Definition and Usage
Use this command to insert one or more blank rows at a specific position in a Lark Sheets worksheet. You choose a reference row, then insert the new rows either above or below it. Indexing for the reference row starts at 1.
Parameter Values
IInput Parameters
Parameter Name | Description | Possible Values | Required | Options / Notes |
Lark Sheets | Target Lark Sheets object where rows will be inserted. | Lark Sheets object | Yes | Ensure the sheet is accessible and loaded; select the correct sheet tab if the object contains multiple sheets. |
Direction | Position of new rows relative to the reference row. | below, above | Yes | Choose ‘above’ to insert before the reference row; choose ‘below’ to insert after it. |
Reference row | The row index used as the insertion anchor (1-based). | Positive integer | Yes | Must be within existing row range; 1 refers to the first row. |
Row count | Number of blank rows to insert. | Positive integer | Yes | Large counts may shift data significantly; verify downstream references. |
Advanced Settings
No advanced settings available.
Error Handling
Parameter Name | Description |
Throw error & stop | When an error occurs, the action will stop execution. |
Retry command | The action retries the command if an error occurs. |
Ignore error & continue | The action ignores the error and continues workflow execution. |
Variables Produced
This action doesn't produce any variables.
Using Variables in Conditions
You can pass dynamic values from earlier steps into this command’s fields.
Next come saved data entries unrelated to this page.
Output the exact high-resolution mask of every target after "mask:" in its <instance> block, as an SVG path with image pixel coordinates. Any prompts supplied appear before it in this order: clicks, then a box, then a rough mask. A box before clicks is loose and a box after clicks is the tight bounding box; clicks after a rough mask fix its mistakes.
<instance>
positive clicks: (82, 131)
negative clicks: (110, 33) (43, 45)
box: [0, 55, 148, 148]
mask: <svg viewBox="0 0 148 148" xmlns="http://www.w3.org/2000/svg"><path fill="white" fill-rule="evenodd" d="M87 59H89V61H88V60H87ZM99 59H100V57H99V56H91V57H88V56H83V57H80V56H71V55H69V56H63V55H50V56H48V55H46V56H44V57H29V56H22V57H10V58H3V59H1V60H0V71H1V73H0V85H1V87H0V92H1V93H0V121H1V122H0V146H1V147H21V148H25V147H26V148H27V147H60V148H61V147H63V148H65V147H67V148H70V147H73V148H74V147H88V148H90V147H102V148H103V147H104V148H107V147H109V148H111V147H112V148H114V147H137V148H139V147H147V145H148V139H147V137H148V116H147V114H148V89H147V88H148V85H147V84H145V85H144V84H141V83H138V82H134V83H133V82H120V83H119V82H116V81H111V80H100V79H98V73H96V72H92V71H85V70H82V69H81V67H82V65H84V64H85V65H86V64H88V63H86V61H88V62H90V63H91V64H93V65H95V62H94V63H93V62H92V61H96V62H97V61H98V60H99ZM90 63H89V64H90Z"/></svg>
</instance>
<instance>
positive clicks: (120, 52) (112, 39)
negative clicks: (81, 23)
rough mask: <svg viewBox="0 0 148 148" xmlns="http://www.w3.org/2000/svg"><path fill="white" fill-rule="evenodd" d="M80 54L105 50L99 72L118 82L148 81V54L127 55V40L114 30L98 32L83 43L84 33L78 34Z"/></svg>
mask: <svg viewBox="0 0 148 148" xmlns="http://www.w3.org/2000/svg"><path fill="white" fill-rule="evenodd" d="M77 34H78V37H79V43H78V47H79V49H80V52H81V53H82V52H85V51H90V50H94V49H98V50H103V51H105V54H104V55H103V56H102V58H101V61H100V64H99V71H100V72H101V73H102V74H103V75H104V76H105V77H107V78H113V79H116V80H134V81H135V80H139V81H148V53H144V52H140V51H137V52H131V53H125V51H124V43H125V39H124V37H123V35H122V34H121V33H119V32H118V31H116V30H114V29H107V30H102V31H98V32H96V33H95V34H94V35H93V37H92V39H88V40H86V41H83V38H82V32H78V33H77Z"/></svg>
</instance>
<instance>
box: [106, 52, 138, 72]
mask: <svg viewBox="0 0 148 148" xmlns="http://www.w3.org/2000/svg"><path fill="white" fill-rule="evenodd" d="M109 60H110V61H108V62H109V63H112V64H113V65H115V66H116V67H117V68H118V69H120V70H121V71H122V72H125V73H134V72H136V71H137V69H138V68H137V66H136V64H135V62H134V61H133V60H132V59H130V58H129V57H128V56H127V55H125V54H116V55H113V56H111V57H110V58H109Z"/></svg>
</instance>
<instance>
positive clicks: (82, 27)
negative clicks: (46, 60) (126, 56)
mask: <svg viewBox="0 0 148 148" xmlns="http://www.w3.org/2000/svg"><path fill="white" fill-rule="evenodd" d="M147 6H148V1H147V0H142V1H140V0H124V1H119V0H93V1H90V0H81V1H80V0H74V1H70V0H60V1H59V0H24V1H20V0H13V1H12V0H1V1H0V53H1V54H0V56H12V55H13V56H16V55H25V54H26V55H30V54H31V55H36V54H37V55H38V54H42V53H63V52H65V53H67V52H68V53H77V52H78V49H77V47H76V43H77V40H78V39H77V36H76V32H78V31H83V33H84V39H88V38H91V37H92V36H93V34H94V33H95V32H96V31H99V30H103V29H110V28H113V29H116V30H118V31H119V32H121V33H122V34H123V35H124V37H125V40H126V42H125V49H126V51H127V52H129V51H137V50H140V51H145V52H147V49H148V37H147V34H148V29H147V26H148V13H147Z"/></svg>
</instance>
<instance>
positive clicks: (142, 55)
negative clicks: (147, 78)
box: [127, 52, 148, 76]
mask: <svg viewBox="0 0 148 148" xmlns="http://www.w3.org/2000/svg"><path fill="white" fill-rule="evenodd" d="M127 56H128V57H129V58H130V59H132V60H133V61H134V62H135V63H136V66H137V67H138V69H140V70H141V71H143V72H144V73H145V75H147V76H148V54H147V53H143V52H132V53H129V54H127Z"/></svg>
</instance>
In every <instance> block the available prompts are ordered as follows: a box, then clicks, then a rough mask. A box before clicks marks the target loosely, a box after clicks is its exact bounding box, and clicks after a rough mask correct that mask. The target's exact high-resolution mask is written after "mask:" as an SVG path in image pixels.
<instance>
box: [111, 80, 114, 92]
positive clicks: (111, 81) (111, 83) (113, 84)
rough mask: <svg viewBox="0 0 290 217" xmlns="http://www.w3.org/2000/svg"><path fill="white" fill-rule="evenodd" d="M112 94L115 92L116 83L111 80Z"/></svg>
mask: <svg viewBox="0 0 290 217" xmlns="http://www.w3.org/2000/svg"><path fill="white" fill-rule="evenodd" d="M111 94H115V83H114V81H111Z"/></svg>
For example, you might compute the reference row or row count in a prior step and use those values here. If the UI marks fields with {x}, that indicates the field supports variables. Use variables to adapt insertion position and count at runtime based on data or logic from your workflow.
Notes
Ensure the Lark Sheets object is valid and points to the intended worksheet before insertion.
Reference row is 1-based; confirm the row exists to avoid errors.
Inserting rows shifts existing data down; review formulas, ranges, and downstream steps that depend on row positions.
Use conservative row counts when working with large sheets to minimize performance impact.
Combine with prior validation (e.g., checking last used row) to avoid inserting beyond sheet bounds.